Amnesty chiede agli Stati di riaffermare il diritto d'asilo

In occasione della Giornata mondiale del rifugiato, nell'anno in cui ricorre il 60° anniversario della Dichiarazione universale dei diritti umani, Amnesty International chiede agli Stati di riaffermare il diritto di ogni persona a cercare e ottenere asilo dalla persecuzione, così come riconosciuto dall'art. 14 della Dichiarazione del 1948.

Quasi due milioni di rifugiati iracheni, fuggiti per evitare di essere assassinati, rapiti o sottoposti a maltrattamenti e torture, si trovano oggi in Giordania e Siria. Nel Mediterraneo, richiedenti asilo e migranti continuano a morire nel disperato tentativo di raggiungere l'Europa. Questi sono solo due dei molti problemi riguardanti i rifugiati che il mondo è chiamato ad affrontare.

Contemporaneamente e senza clamore, le porte per i rifugiati si chiudono. Il governo giordano e quello siriano hanno imposto restrizioni all'ingresso dei rifugiati iracheni, mentre la Svezia, il paese europeo che ne ospita il maggior numero, ha cambiato atteggiamento e li sta rimpatriando verso zone estremamente pericolose dell'Iraq. Nella regione mediterranea, paesi come la Spagna e l'Italia sono coinvolti in piani d'intercettamento e di pattugliamento congiunto dell'immigrazione insieme a paesi dell'Africa settentrionale e occidentale: in questo modo, le persone possono essere rimandate indietro, esattamente nelle situazioni terribili da cui cercano disperatamente di fuggire.

I rifugiati iracheni in Giordania e Siria hanno immediato bisogno di assistenza internazionale, ma i fondi destinati alle agenzie dell'Onu che si occupano di loro risultano inadeguati. A maggio, l'Alto commissariato Onu per i rifugiati ha nuovamente chiesto di colmare la mancanza di 127 milioni di dollari, senza i quali i programmi di assistenza sanitaria e alimentare in Iraq sarebbero stati ridotti, spingendo altri iracheni nell'indigenza assoluta e aumentando le probabilità di più elevati tassi di malnutrizione e dell'aumento del lavoro minorile.

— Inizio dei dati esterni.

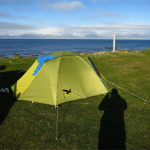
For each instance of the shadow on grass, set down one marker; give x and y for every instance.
(3, 67)
(112, 134)
(7, 79)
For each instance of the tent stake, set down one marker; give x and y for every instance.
(57, 125)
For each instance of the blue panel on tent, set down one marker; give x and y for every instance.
(41, 61)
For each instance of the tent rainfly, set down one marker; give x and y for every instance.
(60, 77)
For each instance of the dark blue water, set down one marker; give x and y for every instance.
(40, 47)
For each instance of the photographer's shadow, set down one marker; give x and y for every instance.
(112, 134)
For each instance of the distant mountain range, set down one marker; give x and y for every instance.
(59, 36)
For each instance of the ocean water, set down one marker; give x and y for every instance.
(40, 47)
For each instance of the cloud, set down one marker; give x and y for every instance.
(63, 6)
(109, 14)
(88, 18)
(6, 15)
(86, 31)
(15, 26)
(10, 16)
(15, 1)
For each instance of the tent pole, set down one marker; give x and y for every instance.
(57, 124)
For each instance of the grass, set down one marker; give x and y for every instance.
(83, 124)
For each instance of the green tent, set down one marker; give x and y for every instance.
(65, 77)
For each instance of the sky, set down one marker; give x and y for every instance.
(130, 19)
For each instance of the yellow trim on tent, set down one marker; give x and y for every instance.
(24, 82)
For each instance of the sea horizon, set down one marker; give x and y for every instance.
(40, 47)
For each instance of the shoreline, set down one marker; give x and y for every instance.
(79, 52)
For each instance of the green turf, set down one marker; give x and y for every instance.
(83, 124)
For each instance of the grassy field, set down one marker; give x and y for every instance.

Sono 147 gli Stati parte della Convenzione del 1951 relativa allo status di rifugiato o del suo Protocollo, i principali strumenti del diritto internazionale per la protezione dei rifugiati.

Amnesty International chiede ai governi di assicurare che la loro azione e le politiche da essi adottate non pregiudichino la protezione offerta dalla Convenzione e da altri strumenti internazionali. Secondo l'organizzazione per i diritti umani, inoltre, gli Stati non solo dovrebbero proteggere i diritti dei rifugiati all'interno della propria giurisdizione, ma dovrebbero anche aiutare altri paesi nei quali il numero dei rifugiati ha assunto grandi dimensioni.

Amnesty International chiede all'Unione europea di rispettare interamente i suoi obblighi nei confronti dei rifugiati, assicurando che i controlli alle sue frontiere non costringano, direttamente o indirettamente, i richiedenti asilo a rientrare nei paesi di transito, in cui potrebbero andare incontro ad arresti arbitrari, espulsioni collettive o rimpatri verso paesi, come quelli dell'Africa settentrionale e occidentale, dove rischierebbero la tortura o l'abbandono nel deserto, senza acqua né cibo.

L'organizzazione per i diritti umani chiede all'Unione europea di assicurare anche che, nello sviluppo di un sistema comune in materia d'asilo, tutti i richiedenti asilo sotto la giurisdizione degli Stati membri abbiano accesso a una procedura d'asilo equa e soddisfacente a prescindere dal paese d'origine o di transito, e che sia posta fine a procedure accelerate, che risultano inadeguate.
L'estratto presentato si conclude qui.